El
contagio está en el aire. Se extiende como una mancha de aceite
invisible y amenazante. No es el contagio de la viruela erradicada definitivamente
del cólera o la sarna. No es el contagio del temible sida o de
los bondadosos hongos que necesitan de humedades y fluidos. No es la
lepra descarnada o la tos de1 tuberculoso. No atañe sólo
a los virus y a las bacterias, esos microorganismos silenciosos que
rascan y perforan nuestra concepción más estricta de la
salud, y que borran la frontera cultural entre lo limpio y lo sucio.
No son estos monstruos infernales del inframundo los responsables sino
la sospecha que nos corta el aliento ante los infectados, portadores
del mal que se vuelven intocables.
No obstante, el contagio del que hablo afecta a todos sin distinción
y, aunque evidente, se mantiene inconfesable. Algo intuyen los científicos
cuando comprueban como dos amebas separadas armonizan sus latidos en
la cercania; o los biólogos ante la precisión mimética
del camuflaje de los animales, o ante e1 espectáculo de las bandadas
de pájaros en perfecta sincronicidad. Lo perciben también
los músicos con sus acordes y arpegios que resuenan de una escala
musical a otra sinérgicamente. Lo demuestra hasta la luna que
empuja con su presencia las mareas.
Sin embargo es una cosa oculta y bien oculta. Nosotros, sin ir más
lejos, estamos todo el día rascándonos, riéndonos
o bostezando por contagio. Por contagio nos vestimos o bailamos de una
forma determinada. Por contagio también, expresamos nuestras
ideas y nuestras más temibles euforias.
Está en el aire y no son las ondas de los massmedia. No es un
contagio de causaefecto como el retruque de una bola de billar cuando
completa la carambola. Más bien, es una empatía que se
da entre los seres naturalmente y que empieza con la primera sonrisa.

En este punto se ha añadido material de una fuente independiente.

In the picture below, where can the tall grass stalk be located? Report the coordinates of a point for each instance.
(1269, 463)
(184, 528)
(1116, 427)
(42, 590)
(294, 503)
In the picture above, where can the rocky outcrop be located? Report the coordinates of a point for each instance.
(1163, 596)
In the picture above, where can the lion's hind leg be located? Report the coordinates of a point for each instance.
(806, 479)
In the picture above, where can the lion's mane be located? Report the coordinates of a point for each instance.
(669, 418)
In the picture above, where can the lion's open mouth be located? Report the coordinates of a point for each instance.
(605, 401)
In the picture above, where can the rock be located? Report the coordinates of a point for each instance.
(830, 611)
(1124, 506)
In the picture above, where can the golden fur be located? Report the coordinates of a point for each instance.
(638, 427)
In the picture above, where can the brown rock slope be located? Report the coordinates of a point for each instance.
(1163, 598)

Es la intersección común de infinitos conjuntos heterogéneos,
el rumor de cien mil caracolas bramando a la vez o la fragancia de todo
un bosque que se percibe en un sólo aliento.
De hecho este contagio dormía en el inconsciente colectivo mágico
donde el correo es instantáneo y sin hilos, y donde los mejores
descubrimientos y hasta los chismes más falaces corren como la
pólvora. No en vano vivimos en la era de las telecomunicaciones.
En parte este contagio es favorecido por el caos, un ruido humano que
se extiende como un vendaval, y por la locura, un sentimiento irregular
que no atiende a razones. Entre el caos y la locura del ser humano,
tras conductas irreflexivas y errores garrafales, a veces, se ensayan
nuevas fórmulas para enderezar un anterior caos invivible, de
la misma manera que una nueva cepa vírica se vuelve mas adaptativa
a sus enemigos ambientales.
Imaginen un espacio virtual que acumule toda la experiencia humana sedimentada
por los siglos. Pero imaginen también disidentes, marginados,
excéntricos, soñadores, utópicos, rebeldes, locos
de atar e insatisfechos del sistema. Imaginen una balanza sutil en la
cual una minoría se vuelve significativa y decanta los platillos
hacia otro lado con más posibilidades. Es la ventaja del contagio,
no hay que esperar a que todo el mundo crea en un nuevo sistema para
que irrumpa las revoluciones.
Por eso el contagio campa a sus anchas y no lo puede frenar el orden
establecido, leyes o inquisiciones, puertas blindadas, antibióticos
o preservativos. Y es que el contagio somos nosotros mismos, un secreto
profundo de nuestra naturaleza, algo inseparable que está en
el corazón del átomo y que se filtra por las fisuras más
microscópicas de nuestras voluntades y santas intenciones. Es
esa música que no puedes dejar de tararear aunque quieras o la
inquietud que te deja una mirada sincera. Es el placer al que no puedes
renunciar y es ese virus cuestionador que se cuela entre líneas
y que se activa secretamente, algún día, después
de pasar esta última página, por ejemplo.